Like in the case of Muscat White Weddings, it all starts with the potential groom requesting to speak to a father about his daughter. If the girl has no father or male relatives (like myself) then he goes to ask an Imam (religious Sheikh) to act as her guardian. If the father or guardian accepts, the man proposes, and if the girl accepts, her maher (dowry) is requested, to be paid to her. In the interior it is usually 2000 between family members - 7000 for outside the family. If the family doesn't like the groom, they come up with a number that he couldn't possibly pay. But the girl may choose anything for her maher that she likes. The maher is usually money that the bride buys wedding gold from, and her wedding clothes, and wedding expenses. My maher was a single silver ring and some promises written down in a legal contract. My guardian kept asking me if I was absolutely SURE the ammount was enough because it was apparently the lowest maher he had ever seen in Oman. I was certain and that was enough. I also asked for a gift not part of the maher of wedding shoes since I didn't have a pair to match my wedding dress, which was a traditional but designer Omani one borrowed from a friend. Traditionally these dresses are green although mine was a white pearl colour, and the bride's face should be veiled. Because I considered myself a Muscat traditional bride I wore the birqa that was common in Mutrah in the 1900s instead of a veil. Usually the maher is delivered just before the melka (the engagement and religious nikah part of the ceremony), and women and men, though both seperate in most cases, have traditional dances and songs for this. Since I had no family, I simply recieved my maher in a lovely traditional box and we read some Qu'ran. Sometimes the female family members carry the bride about on a litter or a chair and give her gifts, like watches, gold, and nowadays, gift certificates to Homecentre:D
(This pic is not from an Interior wedding but was the most similiar to what I've seen that I could find) The Melka/Nikah usually takes place in someone's home [decorated with Christma lights], though it may take place in a Mosque. If it takes place in a Mosque then the groom and the bride are usually seperate. I have mainly seen them take place in individual homes. My nikah was done seperate from my husband, with two male witnesses and the Sheikh (my guardian) coming to ask me if I wanted to marry, what my maher was and if I recieved it and if it was enough, and if I agreed to this Islamic marriage. With my assent and saying I was not coerced into a wedding. Usually at this point, male and female guests take a meal of rice and meat seperately, and the groom and bride may possibly take photos together. In my case, we did not.
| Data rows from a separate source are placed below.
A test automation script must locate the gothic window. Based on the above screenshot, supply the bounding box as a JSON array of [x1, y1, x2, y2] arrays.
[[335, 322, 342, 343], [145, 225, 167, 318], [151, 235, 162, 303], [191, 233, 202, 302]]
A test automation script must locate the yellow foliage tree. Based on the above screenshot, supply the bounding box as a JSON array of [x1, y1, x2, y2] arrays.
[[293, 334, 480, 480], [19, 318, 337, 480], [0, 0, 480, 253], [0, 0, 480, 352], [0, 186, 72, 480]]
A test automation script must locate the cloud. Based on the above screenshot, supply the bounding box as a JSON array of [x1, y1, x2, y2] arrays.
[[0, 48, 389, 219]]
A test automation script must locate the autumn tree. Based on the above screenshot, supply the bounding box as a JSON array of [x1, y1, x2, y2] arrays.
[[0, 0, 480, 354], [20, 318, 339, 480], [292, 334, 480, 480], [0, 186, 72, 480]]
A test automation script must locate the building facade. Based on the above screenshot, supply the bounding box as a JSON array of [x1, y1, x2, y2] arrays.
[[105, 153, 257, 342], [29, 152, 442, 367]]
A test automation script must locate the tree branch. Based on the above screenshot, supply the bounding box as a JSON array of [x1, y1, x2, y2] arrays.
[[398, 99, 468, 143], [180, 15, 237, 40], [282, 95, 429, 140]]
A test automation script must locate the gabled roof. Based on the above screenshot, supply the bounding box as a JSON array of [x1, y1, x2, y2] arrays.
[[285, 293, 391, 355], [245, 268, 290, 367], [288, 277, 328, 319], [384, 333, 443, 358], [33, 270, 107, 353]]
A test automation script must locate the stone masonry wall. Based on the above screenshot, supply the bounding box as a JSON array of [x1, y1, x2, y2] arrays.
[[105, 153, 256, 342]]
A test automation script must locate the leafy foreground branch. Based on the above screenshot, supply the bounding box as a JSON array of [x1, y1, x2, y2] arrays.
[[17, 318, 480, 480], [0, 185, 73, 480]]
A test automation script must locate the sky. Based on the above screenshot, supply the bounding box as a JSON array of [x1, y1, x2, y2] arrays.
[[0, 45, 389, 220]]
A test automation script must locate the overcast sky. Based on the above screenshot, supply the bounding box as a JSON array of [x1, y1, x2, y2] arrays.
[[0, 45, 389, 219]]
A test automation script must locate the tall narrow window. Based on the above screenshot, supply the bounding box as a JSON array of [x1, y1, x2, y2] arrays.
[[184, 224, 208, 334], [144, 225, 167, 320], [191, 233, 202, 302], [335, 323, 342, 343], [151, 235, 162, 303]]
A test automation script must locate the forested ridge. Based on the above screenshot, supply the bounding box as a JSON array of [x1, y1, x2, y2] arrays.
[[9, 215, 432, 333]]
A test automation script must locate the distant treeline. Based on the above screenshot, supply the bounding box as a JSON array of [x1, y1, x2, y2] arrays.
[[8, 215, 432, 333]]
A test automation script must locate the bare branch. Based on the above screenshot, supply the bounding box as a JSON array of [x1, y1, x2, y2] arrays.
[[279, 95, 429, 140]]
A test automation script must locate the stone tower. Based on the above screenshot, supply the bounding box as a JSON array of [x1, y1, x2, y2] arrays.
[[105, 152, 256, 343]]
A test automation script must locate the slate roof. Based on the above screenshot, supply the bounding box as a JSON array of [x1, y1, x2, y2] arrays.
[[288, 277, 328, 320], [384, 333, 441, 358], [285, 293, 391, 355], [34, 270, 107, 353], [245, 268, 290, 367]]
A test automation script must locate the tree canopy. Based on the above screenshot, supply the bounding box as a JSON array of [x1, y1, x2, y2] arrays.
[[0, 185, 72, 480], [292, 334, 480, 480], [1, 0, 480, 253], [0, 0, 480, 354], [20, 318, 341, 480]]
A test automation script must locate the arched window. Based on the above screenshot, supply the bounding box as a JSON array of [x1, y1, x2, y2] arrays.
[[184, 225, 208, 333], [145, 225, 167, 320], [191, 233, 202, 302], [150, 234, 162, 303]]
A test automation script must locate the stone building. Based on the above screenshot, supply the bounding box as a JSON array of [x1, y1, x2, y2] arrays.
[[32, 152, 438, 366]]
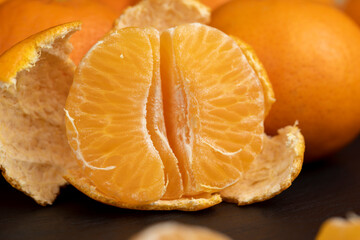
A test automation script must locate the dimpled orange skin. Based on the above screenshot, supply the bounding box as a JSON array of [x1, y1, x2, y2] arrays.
[[0, 0, 117, 64], [344, 0, 360, 25], [211, 0, 360, 161]]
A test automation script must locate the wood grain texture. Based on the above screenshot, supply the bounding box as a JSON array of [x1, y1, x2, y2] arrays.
[[0, 138, 360, 240]]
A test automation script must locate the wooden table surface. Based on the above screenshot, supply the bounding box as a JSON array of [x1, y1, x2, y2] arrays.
[[0, 138, 360, 240]]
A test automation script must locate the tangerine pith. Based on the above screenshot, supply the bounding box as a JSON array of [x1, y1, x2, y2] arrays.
[[66, 24, 265, 205]]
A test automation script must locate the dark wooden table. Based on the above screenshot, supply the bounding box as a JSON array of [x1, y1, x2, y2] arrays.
[[0, 138, 360, 240]]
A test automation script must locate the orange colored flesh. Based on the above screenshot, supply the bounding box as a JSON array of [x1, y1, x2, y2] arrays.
[[66, 28, 165, 204], [161, 24, 264, 195], [66, 24, 265, 205]]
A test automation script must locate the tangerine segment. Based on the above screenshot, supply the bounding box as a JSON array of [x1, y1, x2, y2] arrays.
[[160, 23, 265, 195], [66, 28, 166, 205], [64, 169, 222, 211], [146, 30, 183, 199]]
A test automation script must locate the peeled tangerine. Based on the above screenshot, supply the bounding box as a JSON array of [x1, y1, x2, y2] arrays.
[[65, 23, 304, 211]]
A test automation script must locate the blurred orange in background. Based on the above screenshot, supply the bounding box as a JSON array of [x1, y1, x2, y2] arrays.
[[97, 0, 139, 14], [344, 0, 360, 25], [0, 0, 118, 64], [211, 0, 360, 160]]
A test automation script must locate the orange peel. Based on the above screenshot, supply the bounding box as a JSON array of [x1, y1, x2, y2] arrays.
[[221, 126, 305, 205], [130, 222, 231, 240], [0, 22, 81, 205]]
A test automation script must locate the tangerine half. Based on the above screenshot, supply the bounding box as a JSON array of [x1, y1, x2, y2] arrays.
[[66, 24, 265, 205]]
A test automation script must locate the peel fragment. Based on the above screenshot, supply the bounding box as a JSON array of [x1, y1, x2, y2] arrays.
[[64, 169, 222, 211], [0, 22, 81, 205], [220, 126, 305, 205]]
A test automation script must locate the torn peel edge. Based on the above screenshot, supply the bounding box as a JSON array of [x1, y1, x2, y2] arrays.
[[0, 22, 82, 88], [221, 126, 305, 206], [64, 169, 222, 211], [0, 165, 62, 207]]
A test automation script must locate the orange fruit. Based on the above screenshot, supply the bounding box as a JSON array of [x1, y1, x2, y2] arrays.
[[130, 222, 231, 240], [220, 126, 305, 205], [0, 22, 80, 205], [200, 0, 230, 9], [96, 0, 138, 14], [344, 0, 360, 25], [200, 0, 332, 10], [0, 0, 117, 64], [211, 0, 360, 160], [66, 24, 264, 205], [316, 215, 360, 240], [114, 0, 210, 31]]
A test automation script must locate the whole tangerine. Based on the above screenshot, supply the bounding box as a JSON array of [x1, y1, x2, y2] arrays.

After the Melka Islamically it is completely okay to consumate the marriage though in the Interior this is not culturally acceptable AT ALL. In fact, many families do not even allow the husband and wife to speak to eachother yet, which is Islamically ridiculous but it is tradition. [Men's wedding tent pictured]
My Urs (Islamic term for it is Walima) was right after my melka, but usually they are a month or a year or more apart. For the Urs, at least in the Interior weddings I have been to, the wedding takes place after Magreb (dusk) prayers, and wedding tents are rented by the village or a tribe for a whole month and everyone shares the tent's expenses and many weddings take place in the same facilities over that month. Also, the families share a Sablah which they own (Majlis---like a community hall) to keep wedding expenses in check unlike in other regions.[Female guests in their wedding clothes at the bride's homemade kosha pictured]
The bride and women and men have seperate celebrations, and the bride sits on a usually simple chair or sofa wearing a white western wedding dress or an Omani traditional one, and the female guests usually wear more traditional GCC clothes, from Kuwaiti and Saudi thobes, to Omani dress. Henna has usually been done two days prior with female family members, and on the men's side is a meal of rice and meat with the groom wearing full Omani male regalia, dishdasha, musayra, bisht, khanjar, rifle, sword, and two assa sticks. Both sides eat and the point of this is to publicize and celebrate the marriage. After this the bride and groom usually go to the groom's house, and traditionally this was done by donkey, with a big parade carrying the bride's pocessions to her new home. Nowadays, people prefer a Mercedes. Then the honeymoon period begins.